Colby C. Vokey, LtCol, USMC (Ret.) | June 4, 2015
The Senate voted to advance the USA Freedom Act as expected. While this act still leaves a lot to be desired, it does contain one vital provision – a requirement that the secretive Foreign Intelligence Surveillance Court appoint an attorney advocate to advise the court in cases involving novel or significant interpretations of law, including input on privacy and civil liberties concerns. While this small measure of oversight still falls short of the reform needed and the powers of the special advocate are limited, it is nonetheless a vital provision that is the beginning of some checks and balances. However, Senator Mitch McConnell (R.-Ky.) tried to push an amendment that would weaken the special advocate provisions in the USA Freedom Act.

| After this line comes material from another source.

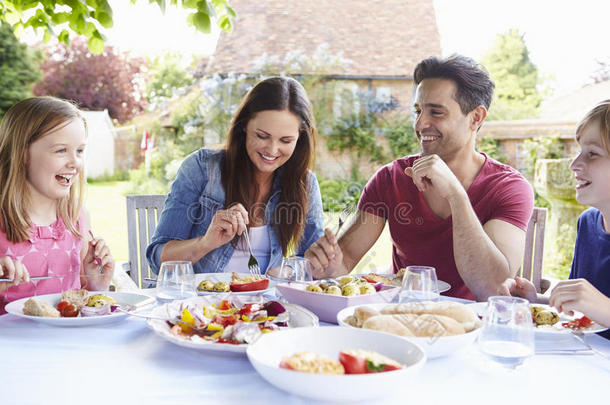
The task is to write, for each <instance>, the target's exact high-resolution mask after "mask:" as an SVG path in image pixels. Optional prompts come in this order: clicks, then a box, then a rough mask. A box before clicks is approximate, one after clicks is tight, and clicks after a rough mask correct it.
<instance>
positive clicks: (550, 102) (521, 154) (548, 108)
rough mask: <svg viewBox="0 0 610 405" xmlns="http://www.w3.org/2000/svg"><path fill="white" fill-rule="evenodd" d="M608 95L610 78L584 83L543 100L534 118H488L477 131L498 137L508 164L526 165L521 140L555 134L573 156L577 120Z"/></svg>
mask: <svg viewBox="0 0 610 405" xmlns="http://www.w3.org/2000/svg"><path fill="white" fill-rule="evenodd" d="M608 98H610V80H608V81H605V82H601V83H597V84H590V85H587V86H584V87H582V88H580V89H578V90H576V91H574V92H571V93H569V94H566V95H564V96H561V97H558V98H556V99H554V100H551V101H549V102H548V103H545V104H543V105H542V107H541V108H540V114H539V116H538V117H537V118H533V119H528V120H514V121H488V122H486V123H485V124H484V125H483V127H482V128H481V131H480V133H479V136H480V137H483V136H489V137H492V138H495V139H497V140H498V141H499V143H500V145H501V147H502V149H503V151H504V153H505V154H506V155H507V156H508V161H507V162H505V163H508V164H510V165H511V166H513V167H515V168H516V169H518V170H521V171H523V170H524V169H525V155H524V150H523V142H524V141H525V140H526V139H535V138H538V137H544V136H558V137H559V138H560V139H561V140H563V142H564V146H565V156H566V157H571V156H574V155H575V154H576V153H577V151H578V145H577V143H576V141H575V139H574V136H575V132H576V124H577V123H578V121H580V119H581V118H583V117H584V115H585V114H586V113H587V112H588V111H589V110H590V109H591V108H592V107H593V106H594V105H595V104H597V103H598V102H600V101H602V100H604V99H608Z"/></svg>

This is where I, as a member of the Liberty and Security Committee of the non-partisan group, The Constitution Project, went into action. The Constitution Project organized a number of national security experts to urge the Senate to reject Senator McConnell’s amendment. It worked. The Senate then rejected the amendment by a vote of 56 to 42.
The Constitution Project Senior Counsel, Rita Siemion, provided a press release that summed up our efforts and the effect. Siemion said, “This amendment is clearly intended to gut the already limited authority of a special advocate, thereby keeping the American people in the dark about the operation and decisions of the FISA court, which in the past has allowed the NSA to amass the phone records of millions of Americans. As Judge Sack recently noted in the Second Circuit decision finding the NSA phone records program illegal, having an advocate at the FISA court would improve the decision-making of the court and allow the public to have greater confidence in rulings.”
While the USA Freedom Act still falls way short of the protections and oversight that should be in place, the defeat of this amendment is one small victory for Americans and for freedom.